On top of this there has been a shift from heavy emphasis on the energy transition towards energy security, largely as a response to the ongoing conflict in Ukraine. This has encouraged some back-pedaling on net zero, at least in terms of rhetoric, from energy companies and governments alike.

In a recent market commentary Baker Steel, the manager of mining-focused Baker Steel Resources Trust (BSRT) and a suite of other resources-related funds, observed: ‘An eventual change in the trend in interest rates could be the trigger for a return to a healthier market. However there remain concerns that the Chinese economy in particular has not bounced back post Covid lockdowns, and that their government is no longer capable of stimulating the economy in the face of a deteriorating housing market.

‘Against this, there remains the medium-term demand profile for many minerals to underpin the energy transition plus the growing interest by governments to secure supply chains for essential minerals. Attempting to call the exact timing on the potential recovery in the markets for both commodity prices and shares would
be unrealistic.’

AN OPPORTUNITY OPENS UP

In our view this has created a potential opportunity for investors prepared to look beyond the short term towards the longer-term potential. 

Berenberg analyst Richard Hatch comments: ‘We remain upbeat about the long-term dynamics of the sector, driven by rising demand to enable the energy transition.’

Exploring the valuation disconnect between miners and other parts of the electric vehicle and renewables space is instructive. For example, France’s Schneider Electric (SU:EPA) trades
on a price-to-earnings ratio of nearly 20 times.

Schneider is a world-leading electrical systems and automation and control firm with a focus on data centres, storage and other distributed energy resources and smart solutions that advance electrification, energy efficiency and renewability.

Some kind of disparity is warranted – Schneider makes extremely smart kit and resources companies dig a commoditised product out of the ground. But to trade on nearly double the 10.7 average PE for UK-listed diversified miners seems too substantial a gap.

At the other extreme, and at the end of the supply chain, EV maker Tesla (TSLA:NASDAQ) is on a PE of more than 60.

If this valuation disparity is to change, miners have to play their own part. They need to clean up their act in terms of environmental and social impact and working practices. This will require significant investment. FTSE 100 miner Rio Tinto (RIO) is an example of a business which is looking to up its game on this front.



CLEANING UP THEIR ACT

Rio certainly had work to do after blasting rock shelters in the remote Pilbara region to expand its iron ore mine in May 2020, in the process destroying one of the earliest known sites for Australia’s indigenous population.

This was followed by an external review published in 2022 which showed bullying and sexism were ‘systemic’ across the group, with 28.2% of women and 6.7% of men experiencing sexual harassment at work and 21 women reporting actual or attempted rape or sexual assault.

The survey of its workforce also showed people working in a different country to their birth experienced high rates of racism with 39.8% of men and 31.8% of women who identify as Aboriginal Torres Strait Islander in Australia experiencing racism.

Under chief executive Jacob Stausholm the company is on a journey to improve its ESG (environmental, social and governance) record.
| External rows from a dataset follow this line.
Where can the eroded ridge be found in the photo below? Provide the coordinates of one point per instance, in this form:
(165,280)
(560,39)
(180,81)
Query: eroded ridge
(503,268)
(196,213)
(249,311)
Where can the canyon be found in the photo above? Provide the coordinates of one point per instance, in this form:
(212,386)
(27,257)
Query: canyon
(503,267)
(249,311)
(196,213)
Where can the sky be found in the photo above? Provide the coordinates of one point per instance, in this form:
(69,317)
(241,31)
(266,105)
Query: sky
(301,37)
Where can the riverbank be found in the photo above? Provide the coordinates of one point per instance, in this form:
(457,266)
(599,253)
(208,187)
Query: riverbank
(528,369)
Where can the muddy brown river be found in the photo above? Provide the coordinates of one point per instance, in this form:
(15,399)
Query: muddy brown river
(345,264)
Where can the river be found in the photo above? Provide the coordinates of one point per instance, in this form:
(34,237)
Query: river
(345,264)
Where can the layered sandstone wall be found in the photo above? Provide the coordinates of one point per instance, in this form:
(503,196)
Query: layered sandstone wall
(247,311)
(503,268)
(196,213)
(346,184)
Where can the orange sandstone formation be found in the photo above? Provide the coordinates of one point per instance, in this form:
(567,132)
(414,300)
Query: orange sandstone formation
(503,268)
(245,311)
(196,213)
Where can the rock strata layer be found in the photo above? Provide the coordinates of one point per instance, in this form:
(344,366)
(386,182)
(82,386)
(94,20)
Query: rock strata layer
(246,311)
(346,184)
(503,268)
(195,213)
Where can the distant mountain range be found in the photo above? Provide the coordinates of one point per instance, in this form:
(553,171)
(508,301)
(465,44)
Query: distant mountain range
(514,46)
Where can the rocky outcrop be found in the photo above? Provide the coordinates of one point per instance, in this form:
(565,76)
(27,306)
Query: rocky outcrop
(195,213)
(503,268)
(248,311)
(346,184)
Initiatives include the successful pilot of an innovative, low-carbon iron-making process using iron ore from its Pilbara mining complex in Western Australia, known as BioIron, and the launch of a Building Safe and Respectful Workplaces pilot programme in collaboration with mining peers BHP (BHP) and Fortescue (FMG:ASX) and the Australian Minerals and Energy Skills Alliance.

Examples of funds, trusts, ETFs which offer diversified exposure to the mining sector include the aforementioned Baker Steel Resources Trust, BlackRock World Mining (BRWM), BlackRock Natural Resources D Acc (B6865B7) and Van Eck Global Mining (GIGB).